Riflessioni personali
“Il posto fisso non esiste più”, “il mercato globale
implica flessibilità”, “bisogna rassegnarsi all’incertezza”,
e via di questo passo.
L’economia attuale, e il processo di riforma del lavoro che l’Italia
– ma più in generale l’Europa – sta affrontando aumentano
drasticamente le possibilità di ascoltare, nel bene e nel male, una frase
come quelle sopra esposte.
Al bar come alla riunione del sindacato o a quella del CdA, è tutto un
rifiorire di “non esiste più il posto fisso”, declinato nelle
sue infinite varianti e sfumature.
Si tratta di stabilire quali siano, queste sfumature, e che peso abbiano per i
singoli.
In linea di massima, mi pare prevalga (almeno nel contesto con cui interagisco
abitualmente) un atteggiamento del tipo “bisogna rassegnarsi”.
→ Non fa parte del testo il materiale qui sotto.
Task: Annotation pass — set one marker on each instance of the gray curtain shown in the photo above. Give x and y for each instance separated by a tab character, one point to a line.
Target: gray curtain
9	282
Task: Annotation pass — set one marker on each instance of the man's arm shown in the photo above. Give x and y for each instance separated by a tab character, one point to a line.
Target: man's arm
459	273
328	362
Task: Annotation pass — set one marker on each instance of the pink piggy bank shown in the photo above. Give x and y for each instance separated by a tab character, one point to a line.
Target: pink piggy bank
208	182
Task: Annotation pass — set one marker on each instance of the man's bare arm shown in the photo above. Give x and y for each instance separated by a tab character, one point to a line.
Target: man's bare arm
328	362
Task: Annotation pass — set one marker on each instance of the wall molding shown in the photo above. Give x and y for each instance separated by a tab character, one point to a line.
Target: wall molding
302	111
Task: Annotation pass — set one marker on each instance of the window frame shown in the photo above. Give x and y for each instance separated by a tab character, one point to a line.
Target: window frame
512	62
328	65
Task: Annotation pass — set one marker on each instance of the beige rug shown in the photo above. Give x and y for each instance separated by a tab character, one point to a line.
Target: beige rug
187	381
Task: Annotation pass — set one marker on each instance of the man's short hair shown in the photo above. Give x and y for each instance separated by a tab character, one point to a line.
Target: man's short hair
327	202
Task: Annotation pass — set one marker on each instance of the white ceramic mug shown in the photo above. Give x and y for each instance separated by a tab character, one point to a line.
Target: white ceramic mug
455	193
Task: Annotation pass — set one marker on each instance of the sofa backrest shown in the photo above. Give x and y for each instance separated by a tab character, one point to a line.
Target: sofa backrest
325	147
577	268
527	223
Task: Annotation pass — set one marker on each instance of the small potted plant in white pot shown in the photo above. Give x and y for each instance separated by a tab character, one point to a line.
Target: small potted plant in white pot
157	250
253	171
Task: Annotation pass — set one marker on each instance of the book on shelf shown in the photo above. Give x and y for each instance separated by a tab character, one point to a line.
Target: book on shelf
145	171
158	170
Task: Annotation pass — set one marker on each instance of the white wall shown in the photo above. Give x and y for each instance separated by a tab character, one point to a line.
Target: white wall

Il che è d’altro canto giustificabile, vista la sfavorevole situazione
congiuntura economica attuale.
Quel che mi chiedo è se i decenni precedenti non hanno forse favorito una
mentalità a metà tra l’organizzazione nipponica (l’azienda
è il mio contesto e si prende cura di me fino alla vecchiaia) e lo statalismo
“da prima repubblica” (spero di trovare un posto statale così
sono a posto fino alla pensione).
Non che sia deprecabile la ricerca di certezze, beninteso, ma il mio pensiero
personale è che se veramente si vuol creare lavoro (e prodotti, e servizi,
…) di qualità VERA, è necessaria una valorizzazione della
dinamicità del sistema, al di là di paure e ansie di “perdere
il posto”.
Valori come etica e morale, adeguatamente riscoperti e valorizzati, possono essere
elementi trainanti per una riorganizzazione che deve partire comunque dalla valorizzazione
dell’individuo e delle sue capacità.
Di fronte alla flessibilizzazione del mercato del lavoro, in sostanza, la mia
impressione è che siamo quasi tutti tentati dal vedere solo il bicchiere
mezzo vuoto.
C’è il bicchiere mezzo vuoto, eccome. C’è la possibilità
di contrazione del mercato, di perdere il posto, di vedere diminuite le vendite,
di trovarsi a casa.
Ma (come sempre!) c’è anche il bicchiere mezzo pieno: occasione di
mettersi in gioco, di apprendere a gestire il cambiamento, di trovare nuove strade
per migliorare la qualità, di farsi domande su se stessi e sulla propria
organizzazione…
Pensieri e riflessioni in merito, al solito, sono le benvenute.